The monetary policy framework in Bangladesh is based on a combination of monetary targeting and
inflation targeting. The bank sets a monetary target based on the country's projected output growth and
inflation rate. The bank adjusts the monetary policy tools such as the reserve requirement, open market
operations, and the policy interest rate to achieve the target.

One of the critical tools used by the Bangladesh Bank is the policy interest rate, which is the rate at
which the central bank lends money to commercial banks. By adjusting the policy interest rate, the
central bank can influence the borrowing and lending rates in the economy, which, in turn, affects
consumer spending, investment, and inflation.

Monetary policy tools:


 Reserve Requirement: The Bangladesh Bank requires commercial banks to hold a certain
percentage of their deposits in reserve with the central bank. By adjusting the reserve
requirement, the central bank can influence the amount of money that banks have available to
lend, which, in turn, affects the money supply in the economy.

 Open Market Operations (OMOs): The Bangladesh Bank conducts OMOs to buy or sell
government securities in the market. By buying government securities, the central bank
increases the money supply, while selling securities decreases the money supply.

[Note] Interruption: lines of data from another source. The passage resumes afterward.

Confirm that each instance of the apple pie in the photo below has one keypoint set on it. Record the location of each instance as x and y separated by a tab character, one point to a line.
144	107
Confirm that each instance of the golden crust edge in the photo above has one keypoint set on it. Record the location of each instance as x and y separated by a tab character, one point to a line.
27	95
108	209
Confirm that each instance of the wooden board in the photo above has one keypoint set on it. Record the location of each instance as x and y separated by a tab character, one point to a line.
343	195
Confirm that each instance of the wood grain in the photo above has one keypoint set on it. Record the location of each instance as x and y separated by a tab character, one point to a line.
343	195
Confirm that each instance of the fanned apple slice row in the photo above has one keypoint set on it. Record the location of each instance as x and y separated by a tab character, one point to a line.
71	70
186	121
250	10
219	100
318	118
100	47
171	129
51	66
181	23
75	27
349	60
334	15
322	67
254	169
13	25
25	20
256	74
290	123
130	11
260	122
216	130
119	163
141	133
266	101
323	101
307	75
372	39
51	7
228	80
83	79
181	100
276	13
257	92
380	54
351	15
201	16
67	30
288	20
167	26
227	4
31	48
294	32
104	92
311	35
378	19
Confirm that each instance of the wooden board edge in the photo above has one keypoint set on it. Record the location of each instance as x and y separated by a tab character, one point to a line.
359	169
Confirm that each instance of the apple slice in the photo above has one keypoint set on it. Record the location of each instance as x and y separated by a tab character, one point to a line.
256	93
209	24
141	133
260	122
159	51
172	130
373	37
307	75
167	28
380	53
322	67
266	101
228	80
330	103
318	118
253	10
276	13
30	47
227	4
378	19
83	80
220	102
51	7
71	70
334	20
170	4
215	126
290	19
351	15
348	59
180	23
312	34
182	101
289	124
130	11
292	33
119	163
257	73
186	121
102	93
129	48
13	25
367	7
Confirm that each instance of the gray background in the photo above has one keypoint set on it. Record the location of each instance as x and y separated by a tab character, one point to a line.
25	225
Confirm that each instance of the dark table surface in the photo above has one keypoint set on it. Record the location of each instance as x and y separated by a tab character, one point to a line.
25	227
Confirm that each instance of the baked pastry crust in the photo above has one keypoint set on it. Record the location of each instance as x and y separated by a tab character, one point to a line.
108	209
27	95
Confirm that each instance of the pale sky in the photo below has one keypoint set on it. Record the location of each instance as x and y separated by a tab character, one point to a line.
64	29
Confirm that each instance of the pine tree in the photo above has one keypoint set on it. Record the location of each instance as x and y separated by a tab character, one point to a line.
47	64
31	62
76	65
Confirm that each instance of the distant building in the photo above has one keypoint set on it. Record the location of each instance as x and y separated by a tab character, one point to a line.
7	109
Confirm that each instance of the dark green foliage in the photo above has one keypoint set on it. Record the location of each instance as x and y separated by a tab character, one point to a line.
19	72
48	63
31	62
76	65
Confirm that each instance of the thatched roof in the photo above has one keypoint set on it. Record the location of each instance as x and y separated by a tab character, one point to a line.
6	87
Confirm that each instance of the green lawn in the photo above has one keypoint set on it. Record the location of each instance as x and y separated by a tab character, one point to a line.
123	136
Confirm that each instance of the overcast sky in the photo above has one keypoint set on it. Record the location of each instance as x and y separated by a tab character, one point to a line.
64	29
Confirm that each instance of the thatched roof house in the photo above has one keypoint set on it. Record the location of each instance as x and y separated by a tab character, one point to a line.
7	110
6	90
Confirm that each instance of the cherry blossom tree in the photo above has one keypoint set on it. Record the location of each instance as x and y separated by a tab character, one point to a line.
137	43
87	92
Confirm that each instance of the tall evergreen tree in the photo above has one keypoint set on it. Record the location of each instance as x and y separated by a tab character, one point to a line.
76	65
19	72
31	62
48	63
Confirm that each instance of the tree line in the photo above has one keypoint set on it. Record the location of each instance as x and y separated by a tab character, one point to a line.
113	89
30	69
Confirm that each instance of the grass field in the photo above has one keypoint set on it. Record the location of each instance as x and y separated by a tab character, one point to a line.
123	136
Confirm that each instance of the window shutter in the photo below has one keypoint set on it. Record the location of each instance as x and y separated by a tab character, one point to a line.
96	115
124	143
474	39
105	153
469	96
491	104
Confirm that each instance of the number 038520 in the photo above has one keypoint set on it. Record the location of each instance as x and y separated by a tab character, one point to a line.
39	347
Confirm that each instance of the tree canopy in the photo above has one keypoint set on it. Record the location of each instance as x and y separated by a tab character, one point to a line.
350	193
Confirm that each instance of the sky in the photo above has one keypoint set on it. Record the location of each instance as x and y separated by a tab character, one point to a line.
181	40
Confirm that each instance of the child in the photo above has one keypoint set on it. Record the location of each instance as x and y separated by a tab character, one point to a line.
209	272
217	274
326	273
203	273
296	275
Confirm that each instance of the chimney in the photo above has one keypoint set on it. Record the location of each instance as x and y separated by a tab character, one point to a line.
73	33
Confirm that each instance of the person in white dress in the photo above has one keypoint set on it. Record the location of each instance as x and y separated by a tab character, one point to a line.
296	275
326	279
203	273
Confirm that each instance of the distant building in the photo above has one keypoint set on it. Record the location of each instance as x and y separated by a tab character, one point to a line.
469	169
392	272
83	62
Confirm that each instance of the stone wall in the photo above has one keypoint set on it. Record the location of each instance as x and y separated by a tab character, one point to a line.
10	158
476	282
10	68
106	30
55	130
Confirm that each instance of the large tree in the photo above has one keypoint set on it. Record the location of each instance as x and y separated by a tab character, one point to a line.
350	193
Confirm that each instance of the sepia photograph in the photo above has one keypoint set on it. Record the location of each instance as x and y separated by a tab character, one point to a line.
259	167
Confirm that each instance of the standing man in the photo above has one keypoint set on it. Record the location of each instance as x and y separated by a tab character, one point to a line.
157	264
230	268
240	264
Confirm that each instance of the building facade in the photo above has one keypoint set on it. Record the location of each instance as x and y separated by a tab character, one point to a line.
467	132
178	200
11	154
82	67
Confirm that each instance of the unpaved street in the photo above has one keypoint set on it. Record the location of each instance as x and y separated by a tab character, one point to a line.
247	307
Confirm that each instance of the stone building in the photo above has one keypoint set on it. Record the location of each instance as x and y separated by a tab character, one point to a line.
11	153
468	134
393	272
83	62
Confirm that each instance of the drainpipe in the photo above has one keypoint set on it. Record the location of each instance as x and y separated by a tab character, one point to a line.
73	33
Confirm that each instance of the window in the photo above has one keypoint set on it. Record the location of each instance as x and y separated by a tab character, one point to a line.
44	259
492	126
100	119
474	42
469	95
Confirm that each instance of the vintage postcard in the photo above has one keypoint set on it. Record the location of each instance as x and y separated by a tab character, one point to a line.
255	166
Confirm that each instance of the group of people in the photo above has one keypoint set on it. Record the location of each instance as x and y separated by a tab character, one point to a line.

 Policy Interest Rate: The Bangladesh Bank sets a policy interest rate, also known as the repo
rate, at which it lends money to commercial banks. By raising or lowering the policy interest
rate, the central bank can influence the lending rates in the economy, affecting consumer
spending, investment, and inflation.

 Statutory Liquidity Ratio (SLR): The Bangladesh Bank can set a statutory liquidity ratio, which is
the percentage of deposits that banks are required to keep in the form of liquid assets such as
government securities. By adjusting the SLR, the central bank can influence the liquidity position
of banks and control the money supply in the economy.

The reserve requirement, OMOs, and policy interest rate are used to control the level of liquidity in the
economy, manage inflation, stimulate economic growth, and manage the exchange rate.